これの悪いところは、自分には披露できるおもしろい話なんかないのに、とにかく相手におもしろい話を要求することです。
前の職場の同僚はいつ振ってもなんらかの話をしてくれる天才で、そんなGeniusな人に恵まれていたせいもあり、悪癖が直る機会もなく今に至っています。

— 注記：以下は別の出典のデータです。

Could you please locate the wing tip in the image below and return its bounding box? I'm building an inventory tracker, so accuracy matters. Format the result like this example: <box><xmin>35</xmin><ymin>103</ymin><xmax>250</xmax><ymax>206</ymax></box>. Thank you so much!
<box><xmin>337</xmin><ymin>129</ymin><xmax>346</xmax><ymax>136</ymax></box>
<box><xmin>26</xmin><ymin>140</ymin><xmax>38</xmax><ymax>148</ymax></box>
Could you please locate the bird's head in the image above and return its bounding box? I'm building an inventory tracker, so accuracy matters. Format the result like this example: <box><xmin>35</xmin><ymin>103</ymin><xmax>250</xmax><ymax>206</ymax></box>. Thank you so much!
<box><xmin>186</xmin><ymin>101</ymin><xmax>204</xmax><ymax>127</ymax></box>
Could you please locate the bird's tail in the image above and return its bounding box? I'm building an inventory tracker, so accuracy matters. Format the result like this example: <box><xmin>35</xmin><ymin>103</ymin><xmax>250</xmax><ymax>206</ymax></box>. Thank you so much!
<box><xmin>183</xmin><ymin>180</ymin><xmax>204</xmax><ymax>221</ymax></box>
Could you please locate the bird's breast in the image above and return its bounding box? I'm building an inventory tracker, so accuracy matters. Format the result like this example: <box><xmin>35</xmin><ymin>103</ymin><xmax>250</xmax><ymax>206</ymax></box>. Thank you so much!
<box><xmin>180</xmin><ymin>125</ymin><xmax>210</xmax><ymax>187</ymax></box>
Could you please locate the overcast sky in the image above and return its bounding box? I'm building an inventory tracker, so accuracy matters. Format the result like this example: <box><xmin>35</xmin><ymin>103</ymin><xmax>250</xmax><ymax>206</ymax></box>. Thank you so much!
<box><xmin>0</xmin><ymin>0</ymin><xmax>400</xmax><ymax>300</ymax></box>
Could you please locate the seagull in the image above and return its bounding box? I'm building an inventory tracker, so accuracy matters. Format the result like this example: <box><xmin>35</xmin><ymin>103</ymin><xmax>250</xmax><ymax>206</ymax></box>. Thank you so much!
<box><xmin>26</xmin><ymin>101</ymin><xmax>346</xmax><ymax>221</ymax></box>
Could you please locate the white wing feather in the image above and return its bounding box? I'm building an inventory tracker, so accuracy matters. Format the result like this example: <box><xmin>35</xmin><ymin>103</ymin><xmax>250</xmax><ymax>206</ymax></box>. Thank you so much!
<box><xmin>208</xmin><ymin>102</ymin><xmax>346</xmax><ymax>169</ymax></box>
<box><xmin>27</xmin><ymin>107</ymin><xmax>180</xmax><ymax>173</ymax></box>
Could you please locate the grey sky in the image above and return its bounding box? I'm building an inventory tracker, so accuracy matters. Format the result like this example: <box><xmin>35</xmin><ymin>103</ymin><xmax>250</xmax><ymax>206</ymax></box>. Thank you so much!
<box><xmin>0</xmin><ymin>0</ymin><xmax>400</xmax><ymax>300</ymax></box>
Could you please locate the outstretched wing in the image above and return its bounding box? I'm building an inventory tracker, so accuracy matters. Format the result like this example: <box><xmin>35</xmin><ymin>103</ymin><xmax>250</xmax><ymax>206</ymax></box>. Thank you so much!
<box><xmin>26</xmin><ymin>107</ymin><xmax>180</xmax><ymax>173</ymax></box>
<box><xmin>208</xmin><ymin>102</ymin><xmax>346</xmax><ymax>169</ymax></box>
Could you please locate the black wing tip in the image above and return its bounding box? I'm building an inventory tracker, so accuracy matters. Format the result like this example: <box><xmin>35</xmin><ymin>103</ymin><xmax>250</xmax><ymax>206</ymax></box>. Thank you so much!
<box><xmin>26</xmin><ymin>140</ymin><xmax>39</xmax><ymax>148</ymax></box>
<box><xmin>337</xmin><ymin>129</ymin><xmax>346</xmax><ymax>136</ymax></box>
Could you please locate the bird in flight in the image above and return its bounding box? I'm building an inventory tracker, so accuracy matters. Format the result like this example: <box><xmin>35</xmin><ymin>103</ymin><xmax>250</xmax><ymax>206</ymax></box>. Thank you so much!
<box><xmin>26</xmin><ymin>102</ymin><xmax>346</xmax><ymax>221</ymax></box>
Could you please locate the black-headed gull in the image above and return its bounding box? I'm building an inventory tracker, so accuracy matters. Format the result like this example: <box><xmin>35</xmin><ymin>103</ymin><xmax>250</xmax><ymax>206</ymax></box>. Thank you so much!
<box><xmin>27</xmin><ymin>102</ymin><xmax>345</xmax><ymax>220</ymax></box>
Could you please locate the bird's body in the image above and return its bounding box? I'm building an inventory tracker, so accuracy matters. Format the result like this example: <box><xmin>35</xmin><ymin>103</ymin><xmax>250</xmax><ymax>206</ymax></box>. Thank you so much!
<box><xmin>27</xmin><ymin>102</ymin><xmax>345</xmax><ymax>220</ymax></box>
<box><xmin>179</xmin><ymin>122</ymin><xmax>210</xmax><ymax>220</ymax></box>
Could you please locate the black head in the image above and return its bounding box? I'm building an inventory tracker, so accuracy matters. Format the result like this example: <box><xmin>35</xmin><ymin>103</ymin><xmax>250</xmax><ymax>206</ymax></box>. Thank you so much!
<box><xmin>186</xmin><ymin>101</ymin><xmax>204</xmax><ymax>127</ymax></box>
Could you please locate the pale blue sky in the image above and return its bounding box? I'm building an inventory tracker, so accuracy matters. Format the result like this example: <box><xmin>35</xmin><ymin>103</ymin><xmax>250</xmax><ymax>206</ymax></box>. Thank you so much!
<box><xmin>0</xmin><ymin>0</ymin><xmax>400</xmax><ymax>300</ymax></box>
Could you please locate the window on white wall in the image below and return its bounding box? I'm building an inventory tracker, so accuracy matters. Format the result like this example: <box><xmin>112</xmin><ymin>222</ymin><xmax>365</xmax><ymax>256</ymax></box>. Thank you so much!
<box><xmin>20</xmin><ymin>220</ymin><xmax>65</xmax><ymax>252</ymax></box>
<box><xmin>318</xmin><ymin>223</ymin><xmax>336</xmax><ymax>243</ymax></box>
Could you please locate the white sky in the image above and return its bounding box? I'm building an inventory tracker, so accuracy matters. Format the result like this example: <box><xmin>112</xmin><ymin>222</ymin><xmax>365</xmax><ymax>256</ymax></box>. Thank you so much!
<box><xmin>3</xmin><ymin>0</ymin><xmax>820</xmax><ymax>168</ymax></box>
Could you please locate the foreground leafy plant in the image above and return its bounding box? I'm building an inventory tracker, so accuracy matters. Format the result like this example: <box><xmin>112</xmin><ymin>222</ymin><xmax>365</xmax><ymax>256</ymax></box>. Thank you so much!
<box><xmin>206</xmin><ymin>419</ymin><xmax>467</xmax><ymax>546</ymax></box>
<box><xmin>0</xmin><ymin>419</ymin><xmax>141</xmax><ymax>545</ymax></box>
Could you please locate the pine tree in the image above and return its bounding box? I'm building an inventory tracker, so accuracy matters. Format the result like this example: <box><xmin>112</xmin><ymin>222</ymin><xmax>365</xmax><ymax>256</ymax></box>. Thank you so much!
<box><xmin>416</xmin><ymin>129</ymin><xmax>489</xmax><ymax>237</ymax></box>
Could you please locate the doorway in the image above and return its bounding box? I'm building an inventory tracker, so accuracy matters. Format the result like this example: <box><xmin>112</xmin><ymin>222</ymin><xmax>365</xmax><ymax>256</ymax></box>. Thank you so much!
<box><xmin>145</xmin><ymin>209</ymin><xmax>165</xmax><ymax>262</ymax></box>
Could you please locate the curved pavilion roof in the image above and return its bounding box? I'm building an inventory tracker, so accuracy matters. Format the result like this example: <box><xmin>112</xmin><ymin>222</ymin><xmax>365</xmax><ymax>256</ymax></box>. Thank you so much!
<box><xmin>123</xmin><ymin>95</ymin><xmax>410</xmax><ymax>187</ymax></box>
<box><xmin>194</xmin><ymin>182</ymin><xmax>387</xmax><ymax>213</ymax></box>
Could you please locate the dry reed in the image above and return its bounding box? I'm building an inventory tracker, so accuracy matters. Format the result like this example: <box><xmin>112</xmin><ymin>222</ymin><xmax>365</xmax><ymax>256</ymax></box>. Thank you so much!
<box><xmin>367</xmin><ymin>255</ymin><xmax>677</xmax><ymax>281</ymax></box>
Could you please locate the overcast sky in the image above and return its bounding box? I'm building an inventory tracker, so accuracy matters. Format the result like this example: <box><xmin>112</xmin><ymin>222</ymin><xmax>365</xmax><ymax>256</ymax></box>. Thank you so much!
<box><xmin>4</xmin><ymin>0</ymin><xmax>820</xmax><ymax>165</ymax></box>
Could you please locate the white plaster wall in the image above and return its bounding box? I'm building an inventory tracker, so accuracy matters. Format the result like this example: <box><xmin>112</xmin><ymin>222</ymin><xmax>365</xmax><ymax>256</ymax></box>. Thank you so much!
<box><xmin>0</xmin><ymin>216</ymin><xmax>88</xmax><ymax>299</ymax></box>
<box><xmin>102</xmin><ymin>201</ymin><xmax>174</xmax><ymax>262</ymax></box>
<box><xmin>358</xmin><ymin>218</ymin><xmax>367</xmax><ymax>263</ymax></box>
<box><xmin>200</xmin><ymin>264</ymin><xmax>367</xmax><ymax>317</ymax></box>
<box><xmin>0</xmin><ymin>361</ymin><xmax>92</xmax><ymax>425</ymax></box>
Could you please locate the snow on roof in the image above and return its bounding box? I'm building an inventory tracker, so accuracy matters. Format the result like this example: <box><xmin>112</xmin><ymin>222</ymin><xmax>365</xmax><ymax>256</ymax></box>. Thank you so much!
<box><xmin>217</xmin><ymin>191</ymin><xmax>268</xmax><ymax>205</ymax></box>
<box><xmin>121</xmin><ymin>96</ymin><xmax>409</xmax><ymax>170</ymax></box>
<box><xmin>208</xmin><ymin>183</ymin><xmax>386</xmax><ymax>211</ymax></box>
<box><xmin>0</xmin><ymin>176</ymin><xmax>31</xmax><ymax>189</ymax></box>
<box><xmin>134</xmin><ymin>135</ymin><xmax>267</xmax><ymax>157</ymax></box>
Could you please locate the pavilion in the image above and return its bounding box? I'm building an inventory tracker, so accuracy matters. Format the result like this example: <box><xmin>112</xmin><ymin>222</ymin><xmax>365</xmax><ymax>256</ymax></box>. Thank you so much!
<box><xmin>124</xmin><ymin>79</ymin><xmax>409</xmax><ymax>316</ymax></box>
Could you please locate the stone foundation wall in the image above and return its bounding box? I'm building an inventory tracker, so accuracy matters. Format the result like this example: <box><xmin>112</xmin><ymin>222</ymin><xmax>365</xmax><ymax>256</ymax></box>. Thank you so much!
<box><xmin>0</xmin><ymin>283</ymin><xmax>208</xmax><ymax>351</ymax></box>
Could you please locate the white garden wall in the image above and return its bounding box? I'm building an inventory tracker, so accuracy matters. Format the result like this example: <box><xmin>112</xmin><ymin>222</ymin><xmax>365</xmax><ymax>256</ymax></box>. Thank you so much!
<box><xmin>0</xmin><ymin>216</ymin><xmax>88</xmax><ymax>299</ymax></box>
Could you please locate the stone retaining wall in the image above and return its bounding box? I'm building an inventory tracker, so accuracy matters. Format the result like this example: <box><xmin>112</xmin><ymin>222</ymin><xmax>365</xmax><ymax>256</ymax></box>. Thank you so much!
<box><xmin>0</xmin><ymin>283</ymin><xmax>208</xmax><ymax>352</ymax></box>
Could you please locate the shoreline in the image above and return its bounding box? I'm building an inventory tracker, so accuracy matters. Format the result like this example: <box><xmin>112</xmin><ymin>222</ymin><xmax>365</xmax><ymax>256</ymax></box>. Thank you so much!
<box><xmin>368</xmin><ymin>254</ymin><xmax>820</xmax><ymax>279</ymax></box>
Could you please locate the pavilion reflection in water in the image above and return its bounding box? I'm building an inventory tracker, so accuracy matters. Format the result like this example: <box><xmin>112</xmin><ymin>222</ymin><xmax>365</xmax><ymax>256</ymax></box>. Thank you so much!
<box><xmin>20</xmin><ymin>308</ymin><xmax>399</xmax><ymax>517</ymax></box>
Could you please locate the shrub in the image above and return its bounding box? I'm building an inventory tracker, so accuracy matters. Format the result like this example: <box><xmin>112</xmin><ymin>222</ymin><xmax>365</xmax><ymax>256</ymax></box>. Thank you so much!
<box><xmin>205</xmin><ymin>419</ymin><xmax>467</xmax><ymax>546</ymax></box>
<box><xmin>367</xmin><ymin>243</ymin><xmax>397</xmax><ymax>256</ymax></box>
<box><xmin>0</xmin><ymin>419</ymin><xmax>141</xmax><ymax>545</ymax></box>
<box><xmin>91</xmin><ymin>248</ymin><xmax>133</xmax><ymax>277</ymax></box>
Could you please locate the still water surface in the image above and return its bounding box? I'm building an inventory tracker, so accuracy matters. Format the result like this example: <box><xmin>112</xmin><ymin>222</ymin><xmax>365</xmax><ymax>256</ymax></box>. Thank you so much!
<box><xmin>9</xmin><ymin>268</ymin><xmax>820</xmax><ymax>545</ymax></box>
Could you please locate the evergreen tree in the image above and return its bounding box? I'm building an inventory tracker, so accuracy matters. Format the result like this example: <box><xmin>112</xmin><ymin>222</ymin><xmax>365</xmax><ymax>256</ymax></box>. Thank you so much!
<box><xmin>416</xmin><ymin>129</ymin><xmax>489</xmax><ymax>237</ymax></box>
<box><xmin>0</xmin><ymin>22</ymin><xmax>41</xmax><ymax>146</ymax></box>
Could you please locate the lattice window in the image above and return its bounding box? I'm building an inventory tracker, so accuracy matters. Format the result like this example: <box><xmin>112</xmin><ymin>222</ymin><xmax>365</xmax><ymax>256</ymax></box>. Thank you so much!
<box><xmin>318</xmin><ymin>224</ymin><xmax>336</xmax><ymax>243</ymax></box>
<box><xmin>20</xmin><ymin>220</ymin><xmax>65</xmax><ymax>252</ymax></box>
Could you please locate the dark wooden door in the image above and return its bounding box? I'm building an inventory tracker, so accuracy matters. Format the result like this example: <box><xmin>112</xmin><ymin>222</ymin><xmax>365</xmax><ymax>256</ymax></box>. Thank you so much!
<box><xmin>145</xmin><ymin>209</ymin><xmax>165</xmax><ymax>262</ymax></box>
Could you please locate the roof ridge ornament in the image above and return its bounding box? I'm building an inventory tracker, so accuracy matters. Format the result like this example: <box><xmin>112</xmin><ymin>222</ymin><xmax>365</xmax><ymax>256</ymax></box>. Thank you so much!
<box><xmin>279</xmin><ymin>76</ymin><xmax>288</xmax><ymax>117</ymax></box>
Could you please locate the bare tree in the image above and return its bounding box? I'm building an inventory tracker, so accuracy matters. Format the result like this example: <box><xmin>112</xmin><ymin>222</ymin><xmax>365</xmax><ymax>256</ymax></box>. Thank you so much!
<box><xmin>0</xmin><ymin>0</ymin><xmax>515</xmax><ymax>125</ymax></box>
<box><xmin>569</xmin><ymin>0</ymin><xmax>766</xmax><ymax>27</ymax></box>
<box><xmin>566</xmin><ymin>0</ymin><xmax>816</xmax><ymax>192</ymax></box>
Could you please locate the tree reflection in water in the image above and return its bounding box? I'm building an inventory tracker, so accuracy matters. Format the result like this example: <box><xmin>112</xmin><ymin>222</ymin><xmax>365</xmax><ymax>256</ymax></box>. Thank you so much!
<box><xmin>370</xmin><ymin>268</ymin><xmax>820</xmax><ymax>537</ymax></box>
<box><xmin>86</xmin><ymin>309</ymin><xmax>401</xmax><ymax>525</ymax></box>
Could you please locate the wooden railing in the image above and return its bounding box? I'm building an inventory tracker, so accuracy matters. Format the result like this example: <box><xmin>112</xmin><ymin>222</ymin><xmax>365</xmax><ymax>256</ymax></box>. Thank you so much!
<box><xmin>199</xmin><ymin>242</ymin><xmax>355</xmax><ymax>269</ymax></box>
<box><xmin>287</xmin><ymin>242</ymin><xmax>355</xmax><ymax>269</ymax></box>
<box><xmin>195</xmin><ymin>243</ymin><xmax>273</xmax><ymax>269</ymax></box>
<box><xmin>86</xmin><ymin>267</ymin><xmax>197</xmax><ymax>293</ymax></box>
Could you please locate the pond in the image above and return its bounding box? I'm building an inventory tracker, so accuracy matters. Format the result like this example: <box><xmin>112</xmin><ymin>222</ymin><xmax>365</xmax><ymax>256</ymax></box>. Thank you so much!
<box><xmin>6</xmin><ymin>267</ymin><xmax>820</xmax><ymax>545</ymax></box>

で、先日もミーティング後に「なんかおもしろい話ない?」と聞いてみました。
するとすぐに「あるよ」と返事がありました。

「昨日、仕事関係の人に連れて行ってもらったスナックが凄かった」
「すごいスナック?」
「和装のママが1人でやってる店で、座ったらすぐに大量の乾き物と、突き出しが3品出てきて」
「うん」
「まだ手も付けてないうちに『おでん食べる?』って聞かれて。食べるって言ったら、5種盛りで出てきて」
「ちゃんと1人前出てくるんだ」
「で、食べ始めたら『梨、食べる?』って剥いてくれて」
「急なデザート(笑)」
「で、梨食べてたら『ポップコーン食べる?』って」
「あ、終わりじゃないんだ」
「袋で売ってるやつかと思ったら、フライパンで作ってくれて。手作り」

和装のママには、ウチの代表が食欲旺盛な高校生に見えていたようです。

「ポップコーンつまんでたら『ラーメン食べる?』って聞かれて。ラーメンはいいわ、って言ったら『じゃ、ピザトーストにする?』って」
「急なピザトースト(笑)」
「で、ピザトーストもらうことにしたら、シジミの味噌汁もついてきて」
「あら優しい世界」
「この店のなにが凄いって、定額制で何食べても追加料金無し」
「!!!それはすごいね」
「儲け考えてないんじゃないか?って心配になるレベル」

とはいえ何十年も続いているお店らしいので、ちゃんとやり手のママなんでしょう。
ここでは「もうお腹いっぱい…」と料理を断るのは難しそうです。

「で、帰るときに『明日の朝ごはんにして』って、小さいパックもらって」
「お土産もあるんだ」
「家帰って見たら、おにぎり2個と卵焼き、ウインナー、鳥の竜田揚げ、枝豆が入ってて、小さい焼きそばパンもついてた」
「男子高校生のお弁当(笑)」
「今朝、それ食べてきたから腹いっぱい」

楽しそう!今度連れて行って!としっかり約束して、その日のミーティングを終了しました。

「なんかおもしろい話ない?」
そう言うだけでこんな話が聞ける内は、私の悪癖も直りそうにありません。